Ketua Pimpinan Pusat Muhammadiyah Bidang Hukum, HAM, dan Kebijakan Publik, Busyro Muqoddas, menilai program Makan Bergizi Gratis (MBG) tidak transparan karena proses perencanaannya dinilai tidak dilakukan secara terbuka. Ia menilai berbagai perbaikan yang disampaikan pemerintah belum menjawab persoalan mendasar sehingga dampak negatif program lebih menonjol. Busyro juga berharap Mahkamah Konstitusi dapat mempertimbangkan penghentian sementara MBG agar evaluasi menyeluruh dapat dilakukan.

Desakan evaluasi total terhadap MBG juga disuarakan mahasiswa melalui aksi demonstrasi pada 12 dan 15 Juni 2026. Para demonstran meminta program tersebut dihentikan sementara untuk membenahi tata kelola. Namun, Kepala Badan Komunikasi Pemerintah RI, Muhammad Qodari, menegaskan MBG tidak akan dihentikan karena merupakan program prioritas Presiden Prabowo Subianto. Menurutnya, manfaat program telah dirasakan oleh ibu hamil, ibu menyusui, balita, dan anak sekolah sehingga berbagai kendala yang muncul harus dijawab melalui evaluasi, bukan penghentian program.

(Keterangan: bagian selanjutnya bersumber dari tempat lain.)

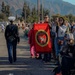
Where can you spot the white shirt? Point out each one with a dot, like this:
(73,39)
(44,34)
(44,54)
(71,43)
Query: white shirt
(61,31)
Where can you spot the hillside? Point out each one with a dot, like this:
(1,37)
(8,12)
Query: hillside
(55,6)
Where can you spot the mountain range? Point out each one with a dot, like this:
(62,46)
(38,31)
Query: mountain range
(54,6)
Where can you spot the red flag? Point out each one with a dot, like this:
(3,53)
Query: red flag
(42,40)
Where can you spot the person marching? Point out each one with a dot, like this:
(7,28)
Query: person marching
(47,56)
(61,31)
(12,38)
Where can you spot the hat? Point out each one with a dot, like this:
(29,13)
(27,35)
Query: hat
(11,18)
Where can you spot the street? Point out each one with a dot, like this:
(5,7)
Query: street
(24,65)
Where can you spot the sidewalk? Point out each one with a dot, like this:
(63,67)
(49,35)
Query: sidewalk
(24,65)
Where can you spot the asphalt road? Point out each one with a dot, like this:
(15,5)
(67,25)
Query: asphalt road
(24,64)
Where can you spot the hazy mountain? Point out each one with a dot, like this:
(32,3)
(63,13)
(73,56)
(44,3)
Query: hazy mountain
(55,6)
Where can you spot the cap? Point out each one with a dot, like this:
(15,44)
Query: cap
(11,18)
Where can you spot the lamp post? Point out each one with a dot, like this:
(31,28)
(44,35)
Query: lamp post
(42,9)
(38,8)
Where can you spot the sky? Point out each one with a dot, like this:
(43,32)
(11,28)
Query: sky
(70,1)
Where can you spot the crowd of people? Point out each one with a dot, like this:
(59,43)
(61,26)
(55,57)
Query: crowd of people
(62,34)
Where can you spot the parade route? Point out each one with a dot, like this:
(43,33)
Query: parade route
(24,64)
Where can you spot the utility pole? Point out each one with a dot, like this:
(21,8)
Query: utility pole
(38,8)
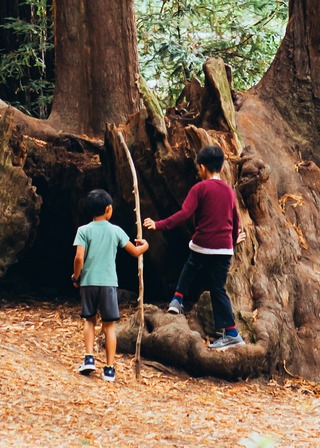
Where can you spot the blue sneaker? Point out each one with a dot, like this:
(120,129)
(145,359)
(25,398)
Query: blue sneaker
(87,366)
(109,373)
(175,307)
(227,342)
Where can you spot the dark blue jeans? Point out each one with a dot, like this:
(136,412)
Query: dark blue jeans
(217,267)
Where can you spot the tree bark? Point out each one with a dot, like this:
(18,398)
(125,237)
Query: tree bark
(292,82)
(96,65)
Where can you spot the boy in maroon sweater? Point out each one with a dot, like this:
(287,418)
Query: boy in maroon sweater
(213,204)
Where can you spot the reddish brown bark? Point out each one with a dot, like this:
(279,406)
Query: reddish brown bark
(96,65)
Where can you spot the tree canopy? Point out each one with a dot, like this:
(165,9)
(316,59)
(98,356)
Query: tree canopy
(174,39)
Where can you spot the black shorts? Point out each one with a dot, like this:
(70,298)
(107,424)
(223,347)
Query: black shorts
(102,298)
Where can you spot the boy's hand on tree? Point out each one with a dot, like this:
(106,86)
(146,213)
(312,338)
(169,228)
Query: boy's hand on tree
(76,282)
(149,224)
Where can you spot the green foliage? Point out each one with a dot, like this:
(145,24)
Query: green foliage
(24,66)
(175,37)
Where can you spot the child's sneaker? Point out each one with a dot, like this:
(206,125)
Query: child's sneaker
(227,342)
(175,307)
(109,373)
(87,366)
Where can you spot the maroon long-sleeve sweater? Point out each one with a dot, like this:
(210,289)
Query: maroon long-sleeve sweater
(216,220)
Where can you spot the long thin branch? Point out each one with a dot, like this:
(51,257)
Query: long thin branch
(140,258)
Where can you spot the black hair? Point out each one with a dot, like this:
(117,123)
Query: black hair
(97,201)
(212,157)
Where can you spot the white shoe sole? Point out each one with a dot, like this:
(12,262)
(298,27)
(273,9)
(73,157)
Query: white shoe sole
(86,370)
(108,378)
(226,347)
(173,310)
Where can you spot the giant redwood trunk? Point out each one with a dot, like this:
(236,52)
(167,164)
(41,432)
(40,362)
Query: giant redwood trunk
(96,65)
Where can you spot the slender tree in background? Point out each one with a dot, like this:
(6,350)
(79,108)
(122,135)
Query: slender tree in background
(96,65)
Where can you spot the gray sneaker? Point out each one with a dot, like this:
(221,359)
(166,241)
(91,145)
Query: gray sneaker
(175,307)
(227,342)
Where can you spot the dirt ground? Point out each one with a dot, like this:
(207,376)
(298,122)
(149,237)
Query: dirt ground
(44,402)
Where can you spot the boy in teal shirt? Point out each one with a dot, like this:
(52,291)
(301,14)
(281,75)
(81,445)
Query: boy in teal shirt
(95,272)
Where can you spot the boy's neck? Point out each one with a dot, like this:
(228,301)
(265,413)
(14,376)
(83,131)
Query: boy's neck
(213,175)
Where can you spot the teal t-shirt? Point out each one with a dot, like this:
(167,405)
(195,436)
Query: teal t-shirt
(101,240)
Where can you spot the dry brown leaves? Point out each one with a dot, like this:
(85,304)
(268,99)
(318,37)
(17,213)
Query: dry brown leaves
(46,403)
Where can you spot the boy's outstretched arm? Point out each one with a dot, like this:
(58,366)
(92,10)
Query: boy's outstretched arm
(149,224)
(141,247)
(241,237)
(77,265)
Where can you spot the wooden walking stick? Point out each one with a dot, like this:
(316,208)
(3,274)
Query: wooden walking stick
(140,258)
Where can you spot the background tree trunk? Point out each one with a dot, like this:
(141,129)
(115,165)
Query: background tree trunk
(96,65)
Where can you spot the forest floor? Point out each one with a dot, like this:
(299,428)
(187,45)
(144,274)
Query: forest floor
(46,403)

Pandangan serupa disampaikan Wakil Kepala Badan Gizi Nasional, Agustina Arumsari. Ia menegaskan bahwa BGN menjalankan mandat Presiden untuk mengelola dan memperbaiki pelaksanaan MBG. Arumsari menilai tujuan program tersebut baik karena masih banyak masyarakat yang mengalami kekurangan gizi, terutama ibu hamil, ibu menyusui, balita, serta anak usia dini yang menjadi sasaran utama penerima manfaat.

Meski menolak penghentian permanen, BGN memanfaatkan masa libur sekolah untuk menghentikan sementara pelaksanaan MBG sebagai bagian dari evaluasi menyeluruh. Selama periode tersebut, seluruh dapur MBG akan diaudit, tata kelola program dibenahi, dan pembangunan dapur baru ditunda. BGN berharap ketika kegiatan belajar kembali dimulai, kondisi pelaksanaan program di lapangan sudah lebih tertata dan kualitas layanan kepada penerima manfaat dapat meningkat.